A Comissão de Saúde da Assembleia da República realizou ontem uma audição à presidente do Conselho de Administração do Instituto Português de Oncologia (IPO) de Lisboa, Eva Falcão, e à diretora dos Serviços Farmacêuticos, Rute Varela, na sequência das denuncias e escusas de responsabilidade apresentadas pela equipa de farmacêuticos, e do pedido de demissão da sua diretora, que alegam falta de recursos humanos e materiais na farmácia hospitalar, que ameaçam a qualidade e a segurança dos cuidados prestados aos doentes.
As duas responsáveis do IPO apresentaram dados distintos sobre a atividade dos serviços farmacêuticos hospitalares. A presidente referiu que o IPO conta atualmente com 18 farmacêuticos, mais quatro do que no final do ano passado. “Quer isto dizer que, de facto, a farmácia tem sido reforçada, não há recusas de autorizações de contratações por parte do Conselho de Administração”, garantiu a responsável.
Contudo, a diretora dos Serviços Farmacêuticos explicou que estes ” dados não são corretos” porque o Conselho de Administração não está a contabilizar os farmacêuticos contratados como técnicos superiores de saúde.
“Posso dizer que em 2018 tínhamos 22 farmacêuticos e neste momento temos 23”, assegurou. Rute Varela explicou que os serviços farmacêuticos têm “exatamente o mesmo número de recursos” do que há cinco anos, mas chamou a atenção para o considerável aumento de produção e complexidade dos tratamentos inovadores.
Em 2018, foram preparados 38.529 tratamentos [de quimioterapia] enquanto em agosto de 2023 já tinham sido preparados 29.318, prevendo-se que no final do ano sejam 44.000 tratamentos, estimou Rute Varela, sublinhando um acréscimo de 6.000 tratamentos neste período de 2018 para 2023.
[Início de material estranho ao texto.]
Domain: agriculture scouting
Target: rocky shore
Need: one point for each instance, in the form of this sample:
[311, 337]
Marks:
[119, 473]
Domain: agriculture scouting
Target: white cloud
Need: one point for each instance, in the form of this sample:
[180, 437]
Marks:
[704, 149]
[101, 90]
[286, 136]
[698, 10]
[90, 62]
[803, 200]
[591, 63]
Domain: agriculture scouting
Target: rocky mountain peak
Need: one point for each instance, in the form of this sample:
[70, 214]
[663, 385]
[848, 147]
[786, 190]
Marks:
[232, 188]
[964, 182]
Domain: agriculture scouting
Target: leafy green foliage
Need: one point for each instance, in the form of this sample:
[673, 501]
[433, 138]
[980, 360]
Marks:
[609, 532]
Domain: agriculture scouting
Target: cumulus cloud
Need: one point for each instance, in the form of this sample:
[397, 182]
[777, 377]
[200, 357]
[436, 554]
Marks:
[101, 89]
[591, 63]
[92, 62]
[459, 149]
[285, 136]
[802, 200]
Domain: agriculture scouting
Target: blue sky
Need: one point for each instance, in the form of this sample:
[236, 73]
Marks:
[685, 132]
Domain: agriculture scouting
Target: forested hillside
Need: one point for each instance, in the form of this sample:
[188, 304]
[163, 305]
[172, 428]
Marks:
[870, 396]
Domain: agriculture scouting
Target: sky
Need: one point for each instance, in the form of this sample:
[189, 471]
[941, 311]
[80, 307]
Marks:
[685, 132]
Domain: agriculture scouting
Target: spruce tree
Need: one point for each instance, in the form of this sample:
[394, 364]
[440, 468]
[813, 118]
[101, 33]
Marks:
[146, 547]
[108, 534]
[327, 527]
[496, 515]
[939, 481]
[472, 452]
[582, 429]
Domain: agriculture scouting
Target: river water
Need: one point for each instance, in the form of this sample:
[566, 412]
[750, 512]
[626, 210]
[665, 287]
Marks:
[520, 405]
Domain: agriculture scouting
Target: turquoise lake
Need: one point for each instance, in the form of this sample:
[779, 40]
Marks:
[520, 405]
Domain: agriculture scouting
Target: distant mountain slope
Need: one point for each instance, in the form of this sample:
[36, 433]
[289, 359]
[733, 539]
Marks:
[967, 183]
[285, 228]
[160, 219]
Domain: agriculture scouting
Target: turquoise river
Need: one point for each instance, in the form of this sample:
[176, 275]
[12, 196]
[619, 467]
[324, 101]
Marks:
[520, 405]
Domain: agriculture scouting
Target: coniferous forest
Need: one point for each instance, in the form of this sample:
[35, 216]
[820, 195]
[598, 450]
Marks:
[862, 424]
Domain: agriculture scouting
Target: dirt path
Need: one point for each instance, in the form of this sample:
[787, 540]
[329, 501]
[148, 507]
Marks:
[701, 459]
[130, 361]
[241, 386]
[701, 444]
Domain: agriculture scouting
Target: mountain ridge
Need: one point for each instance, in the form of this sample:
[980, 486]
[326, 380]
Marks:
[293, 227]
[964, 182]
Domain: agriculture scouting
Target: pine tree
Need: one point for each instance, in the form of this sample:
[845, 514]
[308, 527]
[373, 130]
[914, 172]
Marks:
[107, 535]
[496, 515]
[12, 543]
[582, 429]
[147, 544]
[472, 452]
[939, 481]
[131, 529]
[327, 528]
De acordo com o relatório da inspeção realizada pelo Infarmed aos serviços farmacêuticos do IPO de Lisboa, foram detetadas 14 não-conformidades classificadas como críticas, 10 das quais referentes às condições de trabalho, pressões, humidades e temperaturas.
A autoridade reguladora detetou que não são “assegurados os diferenciais de pressão entre o corredor da área limpa e as salas de preparação”, nomeadamente as salas de alimentação parentérica e salas de preparação citotóxicos. Constatou também que o sistema de gestão técnica centralizada está avariado desde final de 2022 e a existência de manómetros analógicos nas diferentes salas sem estarem identificados e calibrados.
No relatório a que a Lusa teve acesso, o Infarmed alerta ainda para a falta de “dupla verificação de operações críticas durante a preparação de citotóxicos” e para o não funcionamento do dispositivo de controlo de acesso à zona de preparação de estéreis.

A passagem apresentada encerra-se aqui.